6. The seal device employing magnetic fluid according to claim 1, wherein a shield being furnished to the vacuum side of at least the rolling bearing that, of said rolling bearings, is the rolling bearing disposed to said vacuum side.

7. The seal device employing magnetic fluid according to claim 1, wherein said rotating shaft being formed from a magnetic material; and a magnetic circuit, where the magnetic fluid is retained in the lubricated portion, being formed among the magnet, yoke, rotating shaft, and inner race, balls, and outer race of the rolling bearing.

8. The seal device employing magnetic fluid according to claim 1, wherein said rotating shaft being formed from a magnetic material or non-magnetic material; and a magnetic circuit, where the magnetic fluid is retained in the lubricated portion, being formed among the magnet, yoke, and inner race, balls, and outer race of the rolling bearing.

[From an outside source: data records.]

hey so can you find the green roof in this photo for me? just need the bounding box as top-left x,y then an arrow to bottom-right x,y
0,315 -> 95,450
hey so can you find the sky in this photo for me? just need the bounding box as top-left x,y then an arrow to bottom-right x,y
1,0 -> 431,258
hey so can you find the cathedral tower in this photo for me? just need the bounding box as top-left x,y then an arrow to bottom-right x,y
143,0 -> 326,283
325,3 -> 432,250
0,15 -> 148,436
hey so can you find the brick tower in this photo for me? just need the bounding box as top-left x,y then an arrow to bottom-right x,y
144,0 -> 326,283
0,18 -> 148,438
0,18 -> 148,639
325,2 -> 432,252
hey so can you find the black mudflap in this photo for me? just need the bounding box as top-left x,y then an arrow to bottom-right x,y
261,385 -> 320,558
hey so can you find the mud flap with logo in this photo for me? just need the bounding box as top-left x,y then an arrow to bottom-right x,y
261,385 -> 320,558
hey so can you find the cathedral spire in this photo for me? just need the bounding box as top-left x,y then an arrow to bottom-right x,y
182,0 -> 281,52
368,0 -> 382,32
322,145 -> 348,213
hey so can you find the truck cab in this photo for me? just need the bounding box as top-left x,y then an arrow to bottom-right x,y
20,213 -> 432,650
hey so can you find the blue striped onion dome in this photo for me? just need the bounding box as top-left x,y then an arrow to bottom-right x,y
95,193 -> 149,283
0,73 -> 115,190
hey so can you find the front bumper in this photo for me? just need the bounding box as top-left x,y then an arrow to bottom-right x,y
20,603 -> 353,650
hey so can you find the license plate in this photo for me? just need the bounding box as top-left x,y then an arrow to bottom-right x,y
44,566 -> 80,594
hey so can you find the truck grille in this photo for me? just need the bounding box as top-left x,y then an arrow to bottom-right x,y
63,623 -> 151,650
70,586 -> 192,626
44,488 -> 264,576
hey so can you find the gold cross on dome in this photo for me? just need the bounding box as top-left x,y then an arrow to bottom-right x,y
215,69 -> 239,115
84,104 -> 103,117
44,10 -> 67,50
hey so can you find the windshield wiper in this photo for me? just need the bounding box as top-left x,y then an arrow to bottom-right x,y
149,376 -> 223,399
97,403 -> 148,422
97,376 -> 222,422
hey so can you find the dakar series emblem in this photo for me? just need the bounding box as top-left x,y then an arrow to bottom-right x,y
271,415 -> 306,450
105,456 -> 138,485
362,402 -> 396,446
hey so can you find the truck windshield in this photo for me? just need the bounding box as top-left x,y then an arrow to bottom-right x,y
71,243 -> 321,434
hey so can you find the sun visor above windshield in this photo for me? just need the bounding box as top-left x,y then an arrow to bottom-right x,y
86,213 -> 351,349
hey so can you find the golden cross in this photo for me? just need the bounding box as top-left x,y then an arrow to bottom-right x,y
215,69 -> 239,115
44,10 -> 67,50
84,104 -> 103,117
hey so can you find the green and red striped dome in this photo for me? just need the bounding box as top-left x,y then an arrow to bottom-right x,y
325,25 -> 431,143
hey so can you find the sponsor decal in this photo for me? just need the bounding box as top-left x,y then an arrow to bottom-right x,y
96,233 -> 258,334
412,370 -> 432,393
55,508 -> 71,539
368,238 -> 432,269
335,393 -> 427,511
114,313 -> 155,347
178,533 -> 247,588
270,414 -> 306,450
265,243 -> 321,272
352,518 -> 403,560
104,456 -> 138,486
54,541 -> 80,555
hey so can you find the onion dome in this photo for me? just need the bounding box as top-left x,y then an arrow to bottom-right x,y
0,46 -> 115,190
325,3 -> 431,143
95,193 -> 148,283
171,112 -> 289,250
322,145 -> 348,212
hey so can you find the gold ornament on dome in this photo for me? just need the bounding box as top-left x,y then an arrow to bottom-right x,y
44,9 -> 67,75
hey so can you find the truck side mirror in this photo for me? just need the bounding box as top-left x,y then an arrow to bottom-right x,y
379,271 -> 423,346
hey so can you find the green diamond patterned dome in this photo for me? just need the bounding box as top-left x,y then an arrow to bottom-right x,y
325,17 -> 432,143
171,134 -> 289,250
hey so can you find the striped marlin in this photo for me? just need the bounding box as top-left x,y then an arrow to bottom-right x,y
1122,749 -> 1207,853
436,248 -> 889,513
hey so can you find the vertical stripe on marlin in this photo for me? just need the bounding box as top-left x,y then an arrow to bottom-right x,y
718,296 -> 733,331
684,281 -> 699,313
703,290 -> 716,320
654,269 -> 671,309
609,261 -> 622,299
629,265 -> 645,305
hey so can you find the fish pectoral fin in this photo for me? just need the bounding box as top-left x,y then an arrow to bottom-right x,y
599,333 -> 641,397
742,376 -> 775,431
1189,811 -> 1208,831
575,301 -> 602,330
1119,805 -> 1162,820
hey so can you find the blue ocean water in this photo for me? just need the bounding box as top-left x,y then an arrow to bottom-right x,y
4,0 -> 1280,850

9. The seal device employing magnetic fluid according to claim 1, wherein the cross sectional shape of said yoke being “I” shaped.

10. The seal device employing magnetic fluid according to claim 1, characterized in the cross sectional shape of said yoke being an “L” shape, arranged such that the vertical section of said “L” shape contacts a magnet, and the horizontal section opposing a surface of said rotating shaft.

11. The seal device employing magnetic fluid according to claim 10, wherein asperities being formed on the horizontal section of said “L” shaped yoke on the surface thereof opposing the surface of said rotating shaft.